No viajaba muy holgado, llevaba apenas una mochilita al hombro, una libreta, su
cámara con la que trabaja y unas ganas enormes de atravesar media Europa. Y
Madrid lo deslumbró, y Barcelona lo enamoró tanto que quiso quedarse ahí. Y se
perdió en París, y se llenó de París, y se enfermó de París.
Y fue precisamente
ahí, a orillas del Sena, en el 37 Rue de la Bûcherie, donde Ochoa se topó con Shakespeare and Company, la librería más
emblemática y con más historia y tradición literaria de todo el mundo. Uno de
esos rincones que todo lector sueña conocer algún día; una librería de fachada pequeñita,
escondida, pero que lleva casi un siglo siendo un punto obligado para los
amantes de la literatura.
T. S. Elliot, Joyce,
Fitzgerald, Hemingway, Pound… todos estuvieron aquí.

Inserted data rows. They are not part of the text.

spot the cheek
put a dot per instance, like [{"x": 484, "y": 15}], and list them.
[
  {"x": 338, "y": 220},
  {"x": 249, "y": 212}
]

La editora y primera
propietaria de Shakespeare and Company, Sylvia
Beach, fue quien publicó la primera edición del Ulysses de Joyce, en 1922. Años después, en el 41, Beach se negó a
venderle a un oficial nazi una copia de Finnegans Wake, la encarcelaron y la
librería cerró. Después, en los 50, George Whitman, hijo de un tal Walt
Whitman, reabrió la mítica librería, y entonces vinieron Sartre y Beauvoir,
Breton, Miller y Borges, Jack Kerouac y la generación beat, Kundera y Cortázar. Ninguna
otra librería en el mundo puede jactarse de eso.
Ahí entró Ochoa,
curioseó entre las viejas estanterías, entre las pilas de libros que se
amontonan y apenas dejan espacio para caminar. Y compró un libro que sabía que
me gustaría, una novela de soledad y de baseball, La chica que amaba a
Tom Gordon. Supo que me gustaría desde que abrió el libro y
leyó el epígrafe:
The
world had teeth
and
it could bite you with them
anytime
it wanted.
Al pagar, le pusieron al
libro el característico sello de Shakespeare & Co,
y apenas
salió de la librería tuvo que guardárselo entre la ropa, pues comenzaba a
llover y no podía meterlo en su pequeña mochila sin que se maltratara (no se
puede meter un libro en una backpack sin que se le arruinen las esquinas o se doble,
y menos aún con media Europa por delante y a mochilazo). Lo envolvió en una
bolsa de plástico y allá fue con él, paseándolo por París celosamente.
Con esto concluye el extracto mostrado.